ヴァンパイア†KISS
「……泣いているのかい?」

そう言われて我に返ったわたしはその人物を振り返った。

ニコニコと優しい笑顔で立っていた理事長は白のハンカチーフをわたしに差し出す。

「あ……」

自分が泣いていることに気づかないくらいデュオしか見えていなかったことに驚き、慌てた。

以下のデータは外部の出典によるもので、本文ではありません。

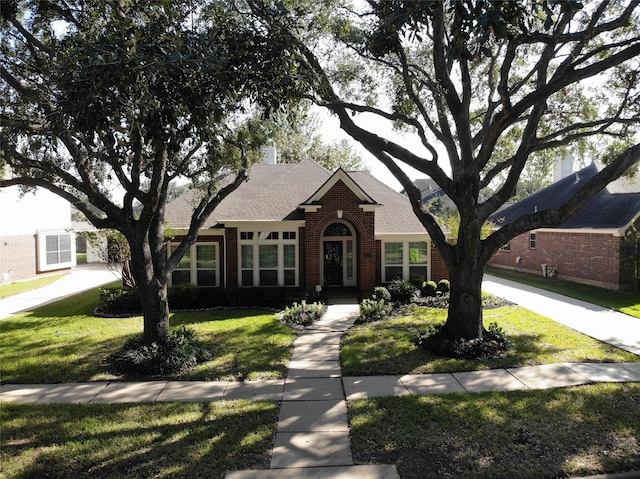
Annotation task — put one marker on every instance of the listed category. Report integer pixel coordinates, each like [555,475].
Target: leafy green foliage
[402,291]
[303,313]
[428,289]
[181,352]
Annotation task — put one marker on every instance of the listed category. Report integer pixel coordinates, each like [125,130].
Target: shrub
[493,344]
[303,313]
[380,292]
[428,288]
[182,352]
[120,301]
[444,286]
[402,291]
[373,310]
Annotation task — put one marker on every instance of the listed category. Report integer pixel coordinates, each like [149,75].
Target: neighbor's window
[56,250]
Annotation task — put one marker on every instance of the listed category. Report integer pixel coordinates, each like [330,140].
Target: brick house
[299,226]
[587,247]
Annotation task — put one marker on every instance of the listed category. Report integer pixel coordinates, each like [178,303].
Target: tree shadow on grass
[526,434]
[132,441]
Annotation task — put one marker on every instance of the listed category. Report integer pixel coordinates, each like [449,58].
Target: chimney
[564,167]
[269,155]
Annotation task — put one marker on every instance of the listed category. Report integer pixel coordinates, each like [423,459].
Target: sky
[331,131]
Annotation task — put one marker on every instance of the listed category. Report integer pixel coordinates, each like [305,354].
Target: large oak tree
[487,87]
[107,103]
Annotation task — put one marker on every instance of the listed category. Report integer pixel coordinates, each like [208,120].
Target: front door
[333,263]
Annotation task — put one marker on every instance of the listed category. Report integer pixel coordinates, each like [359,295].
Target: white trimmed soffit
[366,202]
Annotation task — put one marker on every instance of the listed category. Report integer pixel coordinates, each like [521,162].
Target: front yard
[528,434]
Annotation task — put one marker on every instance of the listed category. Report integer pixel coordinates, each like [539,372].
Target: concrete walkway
[312,438]
[81,278]
[604,324]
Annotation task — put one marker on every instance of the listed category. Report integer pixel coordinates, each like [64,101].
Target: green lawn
[386,347]
[502,435]
[17,287]
[64,342]
[178,441]
[625,302]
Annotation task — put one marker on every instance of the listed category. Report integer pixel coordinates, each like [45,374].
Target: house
[35,234]
[303,227]
[587,247]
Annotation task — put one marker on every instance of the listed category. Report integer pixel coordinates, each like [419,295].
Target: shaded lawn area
[625,302]
[17,287]
[111,441]
[525,434]
[386,347]
[64,342]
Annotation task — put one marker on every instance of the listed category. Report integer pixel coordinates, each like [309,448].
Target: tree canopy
[488,87]
[107,103]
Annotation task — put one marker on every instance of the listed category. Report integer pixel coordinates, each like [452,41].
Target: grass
[64,342]
[175,441]
[625,302]
[526,434]
[17,287]
[386,347]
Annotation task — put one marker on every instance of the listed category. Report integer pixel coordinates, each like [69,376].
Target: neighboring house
[301,226]
[35,234]
[587,247]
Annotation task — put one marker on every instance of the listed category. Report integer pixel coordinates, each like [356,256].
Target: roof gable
[339,175]
[608,209]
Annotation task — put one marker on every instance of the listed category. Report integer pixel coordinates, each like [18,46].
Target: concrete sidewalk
[81,278]
[604,324]
[312,438]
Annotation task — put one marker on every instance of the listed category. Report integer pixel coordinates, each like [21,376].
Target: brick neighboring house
[587,247]
[35,234]
[299,226]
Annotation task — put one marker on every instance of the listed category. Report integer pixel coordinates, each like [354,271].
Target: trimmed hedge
[122,301]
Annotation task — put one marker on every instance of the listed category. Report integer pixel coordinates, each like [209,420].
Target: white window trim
[405,258]
[256,242]
[193,271]
[42,251]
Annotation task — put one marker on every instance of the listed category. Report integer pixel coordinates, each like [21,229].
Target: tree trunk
[466,270]
[153,292]
[465,301]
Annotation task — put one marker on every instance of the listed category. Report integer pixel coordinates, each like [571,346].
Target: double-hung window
[198,266]
[56,250]
[408,260]
[268,258]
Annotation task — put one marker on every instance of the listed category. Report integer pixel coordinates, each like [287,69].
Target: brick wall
[438,267]
[17,257]
[340,197]
[592,258]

わたしは理事長のハンカチを受け取ると、そっと零れていた涙をふいた。

「君もどうやら恋の相手ができてしまったみたいだね。私にとっては残念だが」

理事長はそう言って冗談っぽく笑ったと思うと、わたしの首筋を見て凍りついたように動きを止めた。

「……理事長?」

「その刻印、たった今つけられたんじゃないかね?」

「あ……!」

デュオしか見えなくてぼーっとしていたわたしは、さっきストールを落としてキスマークを隠していた首が露になっていることにやっと気づいた。

「この中に……ヴァンパイアがいるらしいな…」

理事長は獲物を探すライオンのように周囲を見回し始めた。

「ち、違います!これは……ヴァンパイアじゃなくて…」

ヴァンパイアを捕らえようとするかのような理事長の視線が怖くて、わたしが必死で弁解しようとしたその時。